OPINION: It’s time to learn how to love your libraries differently


Hailey Stessman

Now is the perfect time to familiarize yourself with the online and digital resources your libraries offer as alternatives to physically using a library’s collection and space. Photo courtesy of pexels.com

It was not until my time in quarantine that I realized how much I missed Criss Library on campus.

Did I miss the soft chatter from the library’s cafe or the complete and utter silence on the third floor? Or did I miss my favorite spot to study, a little corner on the third floor tucked away amongst the bookshelves? As I have reminisced on the long hours I spent within the comforts of Criss Library, I realized how much the library has shaped me as a student. Not only has it offered me a space to lose myself in my studies with little to no distraction, but it has provided me with accessible resources for research, papers and personal projects. If it wasn’t for Criss Library, I feel as though my college experience would not be the same.

I don’t think it would be unreasonable to say that everyone’s college experience from now on will cease to be the same. As COVID-19 cases continue to rise daily, campuses have been adjusting the structure of their services and class procedures to ensure the safety and health of their students and faculty. One area that has been affected tremendously, in both public and academic settings, is the library. Libraries are a high-contact environment where items and materials are touched on the daily and circulated among various surroundings. From its original location on the shelf, a single book could fall into the hands of a countless number of individuals, including any student and librarian checking out items at the front desk.

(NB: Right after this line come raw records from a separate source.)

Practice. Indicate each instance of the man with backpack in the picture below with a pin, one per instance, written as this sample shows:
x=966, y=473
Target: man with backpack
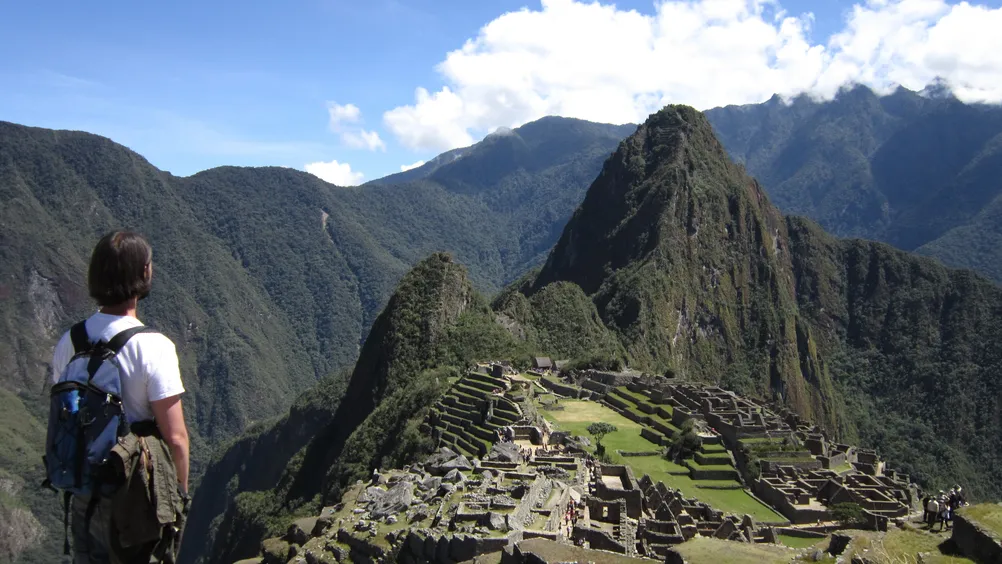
x=117, y=445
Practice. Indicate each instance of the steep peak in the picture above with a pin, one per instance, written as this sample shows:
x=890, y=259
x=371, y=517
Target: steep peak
x=650, y=200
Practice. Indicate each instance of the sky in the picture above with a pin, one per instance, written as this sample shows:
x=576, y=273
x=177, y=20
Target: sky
x=355, y=90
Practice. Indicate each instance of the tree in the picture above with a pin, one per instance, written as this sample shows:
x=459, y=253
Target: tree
x=599, y=430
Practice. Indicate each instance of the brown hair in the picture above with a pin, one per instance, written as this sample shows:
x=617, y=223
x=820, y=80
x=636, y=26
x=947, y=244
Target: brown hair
x=118, y=268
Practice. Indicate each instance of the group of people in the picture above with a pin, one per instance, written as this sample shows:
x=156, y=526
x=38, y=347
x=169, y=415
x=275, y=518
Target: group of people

Before the emergence of COVID-19, libraries were a heavily trafficked hub for community outreach, academic and technological guidance and a safe space that fostered the love for reading and learning. According to a study done by the Institute of Library and Museum Services, there were 1.39 billion visits to public libraries, or 4.48 visits per person, in 2015. Libraries are an essential and fundamental public service that brings communities together and fulfills the needs of patrons even beyond academic tasks. On the surface, many might assume that a library’s sole purpose is to offer a collection of books for the public’s use. But when looking deeper into the purpose and structure of libraries, one can see that their services help foster inclusive connections within the community that support households regardless of socio-economic status by offering access to free WiFi and internet and assisting those who need guidance on federal or state forms. Especially at Criss Library, the goal is to be a judgement free and welcoming public space where anyone can receive the information and advice that they need from trusted and experienced individuals.

As businesses and stores slowly begin to open their doors again, libraries across the country have been learning how to adapt to living in a pandemic world while continuing to offer services to the public in an accessible and efficient manner. In response to COVID-19, library staff members are committed to wearing masks and other protective gear, disinfecting surfaces multiple times throughout the day, limiting direct contact with patrons and returned items and offering services in a digital format. As someone who works at a local library, the staff members and I have had to learn how to provide library services in a way that is still inclusive, accessible and risk-free. Unfortunately, it can be difficult to see everything libraries are doing behind the front desk when using their services.

Before you rush to the library once classes start, remember the dedication and hard work that is being put forth by librarians to keep you safe and healthy during this time. While you may not directly see their efforts, know that every day they are learning and changing to make sure you receive the best possible service that can be achieved currently. And so I ask: please be kind to the librarians on campus or in your community. I know you may be missing the comforts of the library as much as I am, but consider utilizing their digital resources and services to protect those who are working hard daily. Try to see if you can access or check out eBooks and audiobooks in replacement of physical copies to limit the amount of contact an item receives. If you decide to study within their spaces, follow their mask requirements and leave your space clean before you leave.

It is our responsibility as patrons and students to treat our libraries with the same level of respect that they give to us.